Difference between passing argument like *mode1 or **mode2

Question

I do not quite understand the difference between passing to a function *mode1 or **mode2.

I wrote some examples. (note: type can be any type)

[Code 1]

#include <stdio.h>

void function (type *vet)
{
    /* other */
}

int main ()
{
    type *vet;

    function (vet)

    /* other */

    return 0;
}

[Code 2]

#include <stdio.h>

void function (type **vet)
{
    /* other */
}

int main ()
{
    type *vet;

    function (&vet)

    /* other */

    return 0;
}

I know: in the first case is a pointer, in the second case is a pointer to a pointer. But why for example in the second case if I pass &vet can I allocate memory in function() and free it in main() and in the first one not?
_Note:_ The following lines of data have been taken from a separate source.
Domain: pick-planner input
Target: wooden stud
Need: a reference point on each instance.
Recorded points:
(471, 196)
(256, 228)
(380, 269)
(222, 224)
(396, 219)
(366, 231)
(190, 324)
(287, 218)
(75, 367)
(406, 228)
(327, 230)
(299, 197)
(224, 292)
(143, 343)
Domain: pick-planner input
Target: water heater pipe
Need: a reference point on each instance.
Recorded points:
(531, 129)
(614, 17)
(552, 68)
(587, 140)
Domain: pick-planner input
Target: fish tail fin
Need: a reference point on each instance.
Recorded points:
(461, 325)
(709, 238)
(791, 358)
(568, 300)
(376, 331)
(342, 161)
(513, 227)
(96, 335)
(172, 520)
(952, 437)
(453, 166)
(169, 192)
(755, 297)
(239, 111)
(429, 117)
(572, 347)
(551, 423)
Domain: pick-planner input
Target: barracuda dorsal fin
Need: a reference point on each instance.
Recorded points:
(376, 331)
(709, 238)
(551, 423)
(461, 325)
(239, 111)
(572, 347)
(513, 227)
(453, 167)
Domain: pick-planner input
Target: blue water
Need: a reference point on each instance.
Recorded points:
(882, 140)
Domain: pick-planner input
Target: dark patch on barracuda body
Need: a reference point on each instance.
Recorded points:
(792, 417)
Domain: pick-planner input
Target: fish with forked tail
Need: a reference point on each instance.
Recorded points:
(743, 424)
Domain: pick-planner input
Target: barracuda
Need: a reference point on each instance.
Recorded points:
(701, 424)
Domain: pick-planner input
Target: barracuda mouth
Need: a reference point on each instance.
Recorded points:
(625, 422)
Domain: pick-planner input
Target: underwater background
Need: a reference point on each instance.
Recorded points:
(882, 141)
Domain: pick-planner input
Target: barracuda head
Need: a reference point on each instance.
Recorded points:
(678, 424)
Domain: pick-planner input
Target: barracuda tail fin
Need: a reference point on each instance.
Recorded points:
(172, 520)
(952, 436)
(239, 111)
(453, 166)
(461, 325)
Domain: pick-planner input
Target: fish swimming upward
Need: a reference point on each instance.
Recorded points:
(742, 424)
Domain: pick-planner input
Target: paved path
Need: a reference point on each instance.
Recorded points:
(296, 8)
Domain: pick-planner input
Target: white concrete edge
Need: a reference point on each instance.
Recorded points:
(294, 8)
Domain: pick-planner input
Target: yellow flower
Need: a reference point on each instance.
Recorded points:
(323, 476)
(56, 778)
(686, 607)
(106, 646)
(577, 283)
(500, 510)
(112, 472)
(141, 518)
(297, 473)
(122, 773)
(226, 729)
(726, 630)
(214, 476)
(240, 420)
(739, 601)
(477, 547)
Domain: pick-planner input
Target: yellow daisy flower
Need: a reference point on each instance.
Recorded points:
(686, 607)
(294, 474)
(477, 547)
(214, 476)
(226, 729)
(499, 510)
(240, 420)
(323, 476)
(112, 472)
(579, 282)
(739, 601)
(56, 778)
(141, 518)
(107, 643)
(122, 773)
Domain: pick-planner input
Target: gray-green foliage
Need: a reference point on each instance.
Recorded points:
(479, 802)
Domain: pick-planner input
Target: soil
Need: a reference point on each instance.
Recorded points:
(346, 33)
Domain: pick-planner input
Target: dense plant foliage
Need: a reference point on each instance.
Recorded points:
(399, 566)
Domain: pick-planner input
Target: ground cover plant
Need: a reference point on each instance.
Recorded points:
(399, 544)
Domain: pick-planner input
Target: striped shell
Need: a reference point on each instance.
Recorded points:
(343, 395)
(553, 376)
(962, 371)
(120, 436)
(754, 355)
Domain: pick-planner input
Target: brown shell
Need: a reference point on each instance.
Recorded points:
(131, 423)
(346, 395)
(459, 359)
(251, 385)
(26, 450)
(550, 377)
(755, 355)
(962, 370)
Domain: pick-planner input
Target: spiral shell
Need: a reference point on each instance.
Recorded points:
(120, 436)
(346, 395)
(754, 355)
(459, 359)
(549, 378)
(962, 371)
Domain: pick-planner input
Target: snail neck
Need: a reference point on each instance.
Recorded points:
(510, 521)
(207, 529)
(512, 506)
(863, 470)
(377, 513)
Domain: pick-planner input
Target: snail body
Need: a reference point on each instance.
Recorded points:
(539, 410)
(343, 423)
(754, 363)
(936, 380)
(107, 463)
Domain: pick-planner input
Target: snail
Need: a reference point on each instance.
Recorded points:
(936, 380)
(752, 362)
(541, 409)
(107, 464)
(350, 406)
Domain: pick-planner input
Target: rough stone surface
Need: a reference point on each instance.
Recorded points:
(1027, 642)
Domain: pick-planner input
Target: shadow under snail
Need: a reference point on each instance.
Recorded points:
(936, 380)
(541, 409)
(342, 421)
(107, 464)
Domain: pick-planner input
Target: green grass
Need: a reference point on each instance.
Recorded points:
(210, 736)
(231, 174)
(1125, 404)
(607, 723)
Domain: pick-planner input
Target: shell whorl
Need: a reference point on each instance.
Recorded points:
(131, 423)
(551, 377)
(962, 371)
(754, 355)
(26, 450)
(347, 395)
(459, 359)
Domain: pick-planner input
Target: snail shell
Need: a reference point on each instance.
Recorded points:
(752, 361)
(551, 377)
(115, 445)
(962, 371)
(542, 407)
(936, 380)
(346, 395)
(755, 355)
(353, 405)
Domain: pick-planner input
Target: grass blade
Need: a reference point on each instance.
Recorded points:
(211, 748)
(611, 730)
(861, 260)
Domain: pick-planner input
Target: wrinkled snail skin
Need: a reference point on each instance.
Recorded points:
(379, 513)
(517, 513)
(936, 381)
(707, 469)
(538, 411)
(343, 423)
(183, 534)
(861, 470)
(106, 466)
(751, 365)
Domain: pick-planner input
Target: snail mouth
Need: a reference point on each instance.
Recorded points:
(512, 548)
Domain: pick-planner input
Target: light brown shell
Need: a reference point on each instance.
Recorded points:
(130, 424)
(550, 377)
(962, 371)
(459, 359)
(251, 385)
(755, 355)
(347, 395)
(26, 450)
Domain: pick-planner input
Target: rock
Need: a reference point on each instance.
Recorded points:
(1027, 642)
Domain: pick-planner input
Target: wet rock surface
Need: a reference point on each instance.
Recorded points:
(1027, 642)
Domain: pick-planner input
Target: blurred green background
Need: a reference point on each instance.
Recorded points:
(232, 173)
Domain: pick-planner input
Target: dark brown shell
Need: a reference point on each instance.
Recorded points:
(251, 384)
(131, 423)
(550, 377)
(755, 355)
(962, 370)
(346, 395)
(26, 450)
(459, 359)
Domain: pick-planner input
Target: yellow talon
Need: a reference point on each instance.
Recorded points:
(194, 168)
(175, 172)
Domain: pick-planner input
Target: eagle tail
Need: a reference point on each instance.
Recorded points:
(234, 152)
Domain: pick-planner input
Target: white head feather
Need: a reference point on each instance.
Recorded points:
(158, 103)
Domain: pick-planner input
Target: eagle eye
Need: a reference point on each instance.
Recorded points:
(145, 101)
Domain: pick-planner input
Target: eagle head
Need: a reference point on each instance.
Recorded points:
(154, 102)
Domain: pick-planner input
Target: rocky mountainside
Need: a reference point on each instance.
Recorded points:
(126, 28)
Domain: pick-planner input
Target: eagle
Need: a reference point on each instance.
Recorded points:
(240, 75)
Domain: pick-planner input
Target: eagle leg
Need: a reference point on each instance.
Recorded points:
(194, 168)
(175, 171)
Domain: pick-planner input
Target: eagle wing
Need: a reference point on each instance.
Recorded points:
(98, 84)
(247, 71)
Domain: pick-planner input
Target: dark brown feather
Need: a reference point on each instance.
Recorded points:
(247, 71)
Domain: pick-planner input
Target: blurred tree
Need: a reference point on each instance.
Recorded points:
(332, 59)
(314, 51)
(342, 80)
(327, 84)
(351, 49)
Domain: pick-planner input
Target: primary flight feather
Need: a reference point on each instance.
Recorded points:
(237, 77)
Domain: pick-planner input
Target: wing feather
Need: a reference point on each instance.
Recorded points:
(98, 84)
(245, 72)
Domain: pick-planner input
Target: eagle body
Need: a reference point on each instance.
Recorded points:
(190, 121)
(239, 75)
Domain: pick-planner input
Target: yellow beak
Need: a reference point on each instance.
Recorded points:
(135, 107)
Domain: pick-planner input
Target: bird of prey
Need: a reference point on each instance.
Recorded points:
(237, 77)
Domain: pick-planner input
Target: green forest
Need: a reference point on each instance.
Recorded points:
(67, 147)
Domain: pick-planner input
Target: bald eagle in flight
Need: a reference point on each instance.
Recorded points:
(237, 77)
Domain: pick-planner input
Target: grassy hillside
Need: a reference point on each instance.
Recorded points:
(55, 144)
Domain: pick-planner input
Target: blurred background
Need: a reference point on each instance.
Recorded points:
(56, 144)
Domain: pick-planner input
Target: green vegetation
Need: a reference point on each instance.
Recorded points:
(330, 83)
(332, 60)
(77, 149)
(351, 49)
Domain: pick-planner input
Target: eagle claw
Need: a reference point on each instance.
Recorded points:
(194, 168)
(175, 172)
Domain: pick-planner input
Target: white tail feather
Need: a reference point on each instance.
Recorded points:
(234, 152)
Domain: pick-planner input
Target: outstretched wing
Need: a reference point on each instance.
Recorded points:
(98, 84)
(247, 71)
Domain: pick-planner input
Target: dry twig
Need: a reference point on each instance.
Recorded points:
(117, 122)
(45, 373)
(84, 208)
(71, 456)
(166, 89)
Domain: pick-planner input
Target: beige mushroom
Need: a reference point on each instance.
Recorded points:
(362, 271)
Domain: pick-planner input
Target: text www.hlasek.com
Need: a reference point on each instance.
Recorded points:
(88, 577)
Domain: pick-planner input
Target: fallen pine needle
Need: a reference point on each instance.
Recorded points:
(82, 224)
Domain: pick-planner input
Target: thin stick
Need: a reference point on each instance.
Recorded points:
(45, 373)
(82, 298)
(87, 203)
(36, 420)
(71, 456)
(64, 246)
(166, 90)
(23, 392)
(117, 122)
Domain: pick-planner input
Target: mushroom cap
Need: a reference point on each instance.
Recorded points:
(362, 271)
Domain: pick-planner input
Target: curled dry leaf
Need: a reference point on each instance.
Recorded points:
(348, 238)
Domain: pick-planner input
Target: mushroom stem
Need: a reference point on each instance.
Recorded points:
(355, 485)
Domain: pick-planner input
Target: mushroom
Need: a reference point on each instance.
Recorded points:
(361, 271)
I search someone who explain me the differences well. What can I do in the two cases? How and where to malloc or realloc? And free? And modify vet in the function?

Answer 1

Original questions

The main (most significant) difference is whether the value in the calling function can be changed.

1. In the first example, the called function gets a copy of the pointer in the calling code, and cannot modify the pointer in the calling code.
2. In the second example, the called function gets a pointer to the pointer, and by assigning to *vet in the called function, you can modify the value in the called function.

Why in the second case if I pass &vet can I allocate memory in function() and free it in main() and in the first one not?

In the second case, the code in function() can modify the actual pointer in main(), so the value of vet in main() ends up with the allocated pointer value, which can therefore be freed. In the first case, the value in main() is not modified by the called function, so the data can't be freed by main().

How and where to malloc or realloc? And free?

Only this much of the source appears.